Chavez against Jim Johnson, scarred from two lost battles in Games 1 and 3, the Yankees one out away from facing do-or-die, one-and-done tonight.

And on a night of high political debate, it was safe to say, after Chavez lined out to third to end the game: Eric Chavez, you are no Raul Ibanez.

And the Yankees, seemingly a lock to breeze to the ALCS, no longer are that, either. For the 11th night in the last six weeks, the Yankees and Orioles went to bed last night dead even. It is 2-2 in games after a 2-1 Orioles win. One game for everything today.

Wear a helmet.

The Orioles had cast a pall on the proceedings in the top of the 13th inning. Manny Machado legged out a double, moved to third on a ground ball and then J.J. Hardy blasted a 2-2 pitch off David Phelps that hit the left-field wall on a hop. A tense night grew instantly torturous. And the Yankees had already used Raul Ibanez as a pinch hitter.
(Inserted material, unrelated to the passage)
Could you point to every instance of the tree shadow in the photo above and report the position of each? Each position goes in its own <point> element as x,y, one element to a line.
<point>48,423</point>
A day after one of the most improbable, impossible playoff games you’re ever going to see there arrived a strong dollop of reality a few hours before the first pitch. Jerry Girardi, father of the Yankees manager, has been battling Alzheimer’s for years, and in fact has lived in a nursing home since shortly after his son was named the Yankees’ manager in 2007.

BOX SCORE

Joe Girardi announced that Jerry passed away Saturday, that he’d received the news on the Henry Hudson Parkway as the team bus made its way to Penn Station, bound for the train that would take them to Baltimore for Game 1 of this AL Division Series. It was a sober, somber reminder that these games can be a respire from all that ail us, but only a fleeting one.

Still, after paying tribute with a moment of silence for Jerry, and after handing the ball to old friend Willie Randolph to throw out the ceremonial first pitch, the Yankees and the Orioles embarked on a tense, taut game that was every bit the equal of the three that had come before them.

For a time it seemed like Nate McLouth, the Orioles’ left fielder, was going to try and carry his team through the night, try to buy his team an extra day of summer. First, he gave the Orioles a 1-0 lead by launching a fifth-inning home run on one of the few poor pitches that Phil Hughes tossed all night. And in the bottom of the inning he helped preserve the lead by chasing down a deep Jayson Nix fly ball, then doubling Russell Martin off first base.

The Yankees, though, evened matters in the sixth and to no one’s great surprise it was Derek Jeter who ignited the rally. Jeter, who’d bruised his foot Wednesday with a foul ball on Wednesday, laced a ball into the right-field corner and if he was hurting it was impossible to tell as he cruised into second base.

After Ichiro Suzuki sacrificed him to third Jeter scored the tying run thanks to a helping hand from jittery Orioles second baseman Ryan Flaherty, a rookie, who chose against trying a 4-6-3 double play on a slow roller by Robinson Cano and instead took the safe out at first. It was 1-1.

Both starting pitchers gave representative outings, both allowing only one run, Joe Saunders over 5 1/3 innings, Hughes over 7 2/3.

The Yankees seemed to have the Orioles’ toes to the edge of the abyss in the bottom of the eighth. Ichiro and Teixeira led off with back-to-back singles, and Cano pushed them to second and third after grounding out. But Buck Showalter summoned Darren O’Day, O’Day struck out Alex Rodriguez, and then coaxed a soft fly ball to right, ending the inning, and inspiring the 49,307 in the house to let both of them have it.